Kcr is an important type of post-translational modification (PTM). Due to its unique planar four-carbon structure and neutral charge, it significantly influences the interactions between proteins and DNA or other proteins, thereby playing a critical role in biological processes such as gene expression regulation and metabolic pathway modulation.

Cyanobacteria are a type of bacteria capable of performing oxygenic photosynthesis. Although Kcr has been shown to regulate photosynthesis-related proteins in various photosynthetic organisms, the enzymes responsible for this modification have not been identified in cyanobacteria. Moreover, the molecular mechanism by which crotonylation modulates photosynthesis in cyanobacteria is largely unexplored. 

In this study, combining bioinformatic predictions with enzymatic activity assays, researchers identified cyanobacterial Gcn5-related N-acetyltransferase (cGNAT2) as a crotonyltransferase and Cyanobacterial Deacetylase/Depropionylase (CddA) as a decrotonylase. Subsequent molecular docking simulations and fluorescence substrate assays confirmed the substrate specificity and catalytic activity sites of these two enzymes.

By employing anticrotonyllysine antibody and through label-free quantitative crotonylome analysis, researchers identified 536 Kcr sites targeted by cGNAT2 and 360 Kcr sites regulated by CddA. These modified proteins were widely distributed across metabolic pathways and photosynthetic processes. Several key enzymes were co-regulated by both cGNAT2 and CddA, indicating that the Kcr mediated by these enzymes plays a regulatory role in photosynthesis and energy metabolism. 

Furthermore, researchers revealed that both cGNAT2 and CddA regulate the Kcr status of Photosystem I subunit II (PsaD), which is a core subunit of photosystem I (PSI) essential for light harvesting, electron transport and maintaining PSI stability.

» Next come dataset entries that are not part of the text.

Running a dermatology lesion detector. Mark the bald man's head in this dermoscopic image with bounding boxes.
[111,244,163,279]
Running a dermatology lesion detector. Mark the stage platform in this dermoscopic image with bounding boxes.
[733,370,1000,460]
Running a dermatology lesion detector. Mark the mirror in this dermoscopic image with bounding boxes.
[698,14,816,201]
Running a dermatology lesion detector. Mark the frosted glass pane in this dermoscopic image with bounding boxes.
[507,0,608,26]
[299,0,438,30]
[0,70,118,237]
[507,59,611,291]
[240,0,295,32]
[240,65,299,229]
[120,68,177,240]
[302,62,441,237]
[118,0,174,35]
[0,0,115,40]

In vitro enzymatic assays, biolayer interferometry (BLI) and in vivo immunoprecipitation (IP) experiments confirmed that the two enzymes modulate the Kcr status of PsaD both in vitro and in vivo.

To explore the regulatory role of Kcr in PsaD function, researchers constructed PsaD site-specific mutants. Phenotypic analyses indicated that the mutant strains exhibited significantly reduced growth rates and photosynthetic efficiency under both normal light and high light stress conditions. The results suggested that the dynamic balance of Kcr at K28 and K108 may affect PSI stability, thereby influencing the growth and photosynthetic performance of cyanobacteria.

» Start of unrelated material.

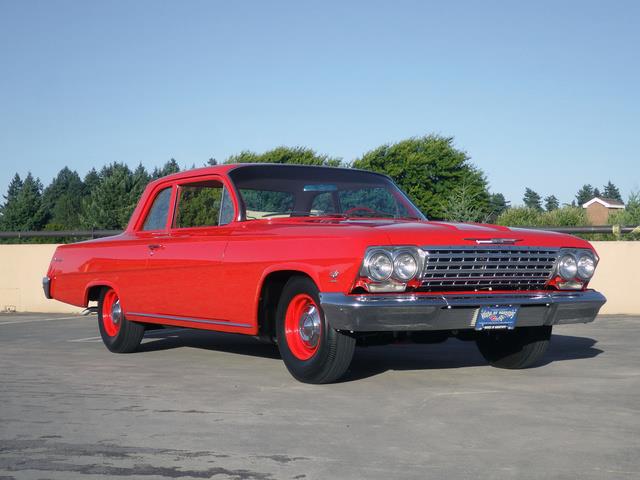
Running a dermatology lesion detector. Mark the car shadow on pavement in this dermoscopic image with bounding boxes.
[342,335,603,382]
[132,328,602,382]
[137,328,280,359]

This study identified lysine crotonyltransferase cGNAT2 and decrotonylase CddA in cyanobacteria, which provides novel insights into the regulation of substrate proteins by these enzymes. Besides, the identification of Kcr regulatory enzymes and the functional network of Kcr provide novel insights into the molecular mechanisms of photosynthesis in Syn7002 and possibly in other photosynthetic organisms.